By Benjamin Keeple
New Hampshire Union Leader Staff
Saturday, September 29, 2007
MANCHESTER – U.S. Comptroller General David Walker yesterday reaffirmed his support for legislation that would form a bipartisan commission to overhaul the nation's federal spending, while other experts also said good things about the idea.
Walker, who heads the non-partisan U.S. Government Accountability Office, made his comments during an appearance of the "Fiscal Wake-Up Tour" in Manchester, in which he and other public-policy analysts warned of long-term financial challenges facing the government due to unfunded liabilities related to Social Security and Medicare.
"No less than the future of our country, the future of our economy, our standard of living and our national security is at stake," Walker said.
According to Walker, Social Security, Medicare and Medicaid face a $50 trillion funding gap due to a combination of rising health care costs and demographic changes. As the baby boomers retire, the ratio of retirees to workers will drop from 3-1 now to 2-1 in 2030, putting strains on the programs that will require some sort of solution: whether raising taxes, cutting benefits or a mix of both.
"$50 trillion is 95 percent of the net worth of every American - including Bill Gates and Warren Buffett," Walker said.
Legislation now in the U.S. Senate, sponsored by U.S. Sens.
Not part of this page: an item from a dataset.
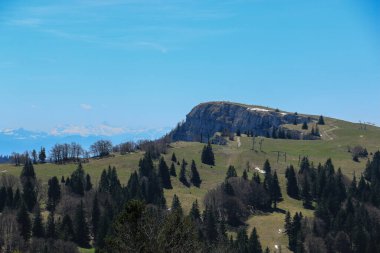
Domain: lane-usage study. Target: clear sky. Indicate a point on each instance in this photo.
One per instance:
(146, 63)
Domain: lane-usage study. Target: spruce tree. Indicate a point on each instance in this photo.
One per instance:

Judd Gregg, R-N.H., and Kent Conrad, D-N.D., would set up a task force to look at funding issues, ranging from taxes to Social Security. A similar bill has also been introduced in the House.
In the Conrad-Gregg bill, the proposed commission would be run along similar lines as the panel that examines closing military bases: Congress would have to approve or reject its ideas without changing them.
Yesterday, Walker reaffirmed his support for the legislation and encouraged those in attendance to support it. He also said it was critical for New Hampshire residents, as voters in the first primary state, to focus on these issues now to increase the chance the next President would deal with them.
The idea also drew support from other speakers at yesterday's forum.
"In a rational world, we wouldn't need another commission to tell us what we already know. But the political world isn't rational," said Robert Bixby, executive director of the Concord Coalition, a non-partisan group focused on fiscal policy and the Fiscal Wake-Up Tour's organizer. "I think it's got more potential than some of those blue-ribbon commissions that we've had in the past."
"In general, the commission model is probably the best way to address Social Security and Medicare's looming bankruptcy, because it removes some of the politics from the process," said Brian Riedl, the Grover M. Hermann Fellow in Federal Budgetary Affairs at the Heritage Foundation, a conservative Washington think tank.
One obstacle to any reform measures, however, is that many people don't have faith in their elected leadership.
"Rebuilding trust is key. It's the No. 1 objective," said Heidi Gantwerk of California-based Viewpoint Learning Inc., which has conducted focus groups on the issues.
Some observers also wondered whether Congress would act on such a bill this year.
"I would be surprised if it moved all the way to the president's desk," said Paul Cullinan, research director for the Budget for National Priorities Project at the Brookings Institution, a liberal think-tank in Washington, D.C.
Walker and his cohorts spoke yesterday at a lunch meeting of the Greater Manchester Chamber of Commerce. The event, which attracted more than 100 business leaders, was held at the Derryfield restaurant on Mammoth Road.